Datareign
Table of Contents

Sort components possess a parameter called 'max-core', which controls how much memory is allocated to the sort. There's a certain amount of confusion about setting this variable's value but it is, in essence, subject to some simple rules.

Real Memory

If you are fairly sure how many records the sort will handle and that number is significantly smaller than available real memory, then you can set max-core according to the simple formula number of bytes in key * number of records. This will give you the fastest performance, because the sort will be carried out in memory. Thus, run time will only be subject to the machine's hardware performance and the influence of other programmes running concurrently with your graph.

Swapping

If the number of records and size of the keys is such that the sort cannot be handled in memory, the problem becomes one of deciding which approach to take. Do you use the maximum amount of memory to sort in the largest 'chunks', or do you use a smaller memory allocation, in order to reduce the amount of system swapping, as opposed to file read/write by the Co>Processor?

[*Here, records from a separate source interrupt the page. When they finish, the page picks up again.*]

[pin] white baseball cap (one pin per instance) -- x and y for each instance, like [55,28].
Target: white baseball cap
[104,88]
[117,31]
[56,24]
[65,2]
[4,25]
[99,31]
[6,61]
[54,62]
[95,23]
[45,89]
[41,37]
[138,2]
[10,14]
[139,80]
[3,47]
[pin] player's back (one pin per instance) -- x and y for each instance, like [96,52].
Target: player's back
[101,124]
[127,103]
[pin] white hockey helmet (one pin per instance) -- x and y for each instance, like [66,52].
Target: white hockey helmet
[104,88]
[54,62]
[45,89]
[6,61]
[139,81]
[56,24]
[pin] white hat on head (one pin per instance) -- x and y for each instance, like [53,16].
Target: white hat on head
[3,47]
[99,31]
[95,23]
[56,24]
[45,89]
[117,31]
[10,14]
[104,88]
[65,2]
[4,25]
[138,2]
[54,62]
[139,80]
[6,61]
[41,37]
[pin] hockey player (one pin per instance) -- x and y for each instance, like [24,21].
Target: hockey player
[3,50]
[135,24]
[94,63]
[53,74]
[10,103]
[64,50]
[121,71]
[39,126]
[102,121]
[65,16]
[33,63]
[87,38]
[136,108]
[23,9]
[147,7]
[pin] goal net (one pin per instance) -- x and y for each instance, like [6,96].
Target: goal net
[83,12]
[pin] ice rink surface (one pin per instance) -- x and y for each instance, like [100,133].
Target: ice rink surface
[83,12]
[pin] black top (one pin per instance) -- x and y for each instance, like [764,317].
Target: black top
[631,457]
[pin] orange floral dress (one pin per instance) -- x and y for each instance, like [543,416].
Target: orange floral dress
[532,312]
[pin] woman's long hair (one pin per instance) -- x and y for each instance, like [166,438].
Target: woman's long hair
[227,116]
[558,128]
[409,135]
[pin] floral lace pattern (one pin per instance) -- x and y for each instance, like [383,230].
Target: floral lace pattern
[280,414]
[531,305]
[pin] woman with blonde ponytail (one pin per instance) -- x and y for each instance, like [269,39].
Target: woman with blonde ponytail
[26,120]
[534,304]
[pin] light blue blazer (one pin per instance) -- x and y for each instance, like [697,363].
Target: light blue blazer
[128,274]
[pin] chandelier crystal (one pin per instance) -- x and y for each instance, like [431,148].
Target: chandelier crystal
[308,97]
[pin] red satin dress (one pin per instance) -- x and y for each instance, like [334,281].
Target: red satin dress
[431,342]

Once again, if the graph is going to be the main or only non-system programme running on the machine, it is normal to go for the maximum amount of real memory. This will get the sort done in the shortest time.

On the other hand, if the graph is going to be run on a machine that is also running other production work simultaneously, then a smaller value of max-core will lead to Ab Initio reading and writing more frequently. However, by preventing excessive page swapping, this will give the 'least bad' overall performance. It is, in general, a truism that forcing the system to 'hit' the swap file hard will degrade overall performance more quickly and unpleasantly, than allowing increased normal disk access.

In practice

It is often necessary to test the graph with realistic volumes of data, on a machine which simulates the expected system load in production.

The normal approach is to set up a series of shell variables in the graph's Start Script or in its parameters, which hold the maximum value you can give to max-core and a series of fractions thereof. These are usually called $MAX_CORE, $HALF_MAX_CORE, $QUARTER_MAX_CORE, etc. Then the appropriate value is used to set max-core in the sort's parameters.

Where a graph contains several sort components, the above scheme allows you to assign the appropriate value to each sort and have the ability to make quick global changes without altering the individual components.

Last modified: 2009/01/21 17:57